Premettendo che il termine "capolavoro" è assai soggettivo e che potrei dire qualcosa che per qualcuno è peggio di una bestemmia... scarterei sicuramente Il nome della Rosa di Umberto Eco. Scusate, ma trovo quel libro di una noia mortale fino alla trecentesima pagina o giù di lì. Ci sono liste interminabili di aggettivi e trovo che la cosa risulti come un ostentare le proprie doti in un modo vuoto e antipatico!

2) Un giorno un essere misterioso apparendoti ti svela che sei destinato a vivere innumerevoli volte la tua vita, così come tu stesso ora la stai vivendo. Cosa gli risponderesti?
Conoscendomi, gli tirerei il vaso dei gerani addosso, ma se devo proprio rispondergli, gli direi che a me andrà benissimo.

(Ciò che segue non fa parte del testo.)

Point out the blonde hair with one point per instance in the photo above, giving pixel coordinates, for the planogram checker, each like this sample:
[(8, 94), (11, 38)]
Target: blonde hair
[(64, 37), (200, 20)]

Sto vivendo una vita che amo e che posso cambiare un secondo dopo l'altro. Che la vita non potrà mai essere una prigione, non per chi sa viverla.

3) La poesia più bella che tu abbia mai letto.
A nove anni mi sono ritrovata a leggere una poesia alla classe, mi ricordo come stavano tutti là immobili ad ascoltarmi estasiati. Nessuno capiva le parole, io sì, ero sempre l'unica a capire il senso delle poesie. Quella, però, mi piacque talmente che divenne la mia preferita ed è Meriggiare Pallido e Assorto di Eugenio Montale:

Meriggiare pallido e assorto
presso un rovente muro d'orto,
ascoltare tra i pruni e gli sterpi
schiocchi di merli, frusci di serpi.

Nelle crepe dei suolo o su la veccia
spiar le file di rosse formiche
ch'ora si rompono ed ora s'intrecciano
a sommo di minuscole biche.

Osservare tra frondi il palpitare
lontano di scaglie di mare
mentre si levano tremuli scricchi
di cicale dai calvi picchi.

E andando nel sole che abbaglia
sentire con triste meraviglia
com'è tutta la vita e il suo travaglio
in questo seguitare una muraglia
che ha in cima cocci aguzzi di bottiglia.


4) E la canzone che un giorno vorresti dedicare al tuo o alla tua amata. 
Per la bellezza della canzone gli dedicherei: You my everything - Ellie Goulding
Per un altro motivo che non vi dico, invece, gli dedicherei: Moody Blues - Nights in White Satin

5) La parola più bella?
Vita.

6) Il luogo che meriterebbe di essere visitato almeno una volta nella vita?
Direi tutto il mondo, ma sicuramente voglio andare a Rio de Janeiro, trovo che quella città sia incredibile sotto tantissimi punti di vista!

7) Il tuo prossimo obiettivo?
Scrivere meglio di ieri.

8) Passiamo a qualcos'altro, alcuni giorni fa ho letto un post interessante che mi ha parecchio fatta riflettere, perfino i commenti mi hanno portato ad una profonda e sana riflessione. Adesso, ti propongo QUI questo post. Qual è la tua posizione in merito?
La mia opinione sul tradimento è sempre la stessa. Ovviamente provo rispetto per quella donna, come per tutte le altre persone, ma su questo argomento sono inflessibile: chi ama non tradisce. E se ami una persona, non la metti in posizioni spiacevoli. Il tradimento è l'opposto del rispetto ed è qualcosa che non tollererò mai.

9) Credi che sia più interessante la vita che conduce un uomo o quella di una donna?
Sinceramente? Non vedo la differenza, so di essere donna, ma non per questo scelgo di avere una vita che secondo la nostra malata società deve avere una persona del mio sesso.

10) I programmi sul PC di cui non potresti fare a meno?
OpenOffice.org e... Safari LOL

11) Hai mai fatto acquisti online? Se sì, quali siti potresti consigliare ai tuoi lettori?
Se li ho mai fatti? Faccio praticamente solo acquisti online!
Allora, per i vestiti, quelli belli, uso EMP. Poi per cose senza senso o cover per il cellulare uso Miniinthebox (che è un sito fantastico! Andatelo a vedere!). Per altro, quello che per esempio non si trova in Italia uso Ebay e poi i vestiti normali li compro al centro commerciale!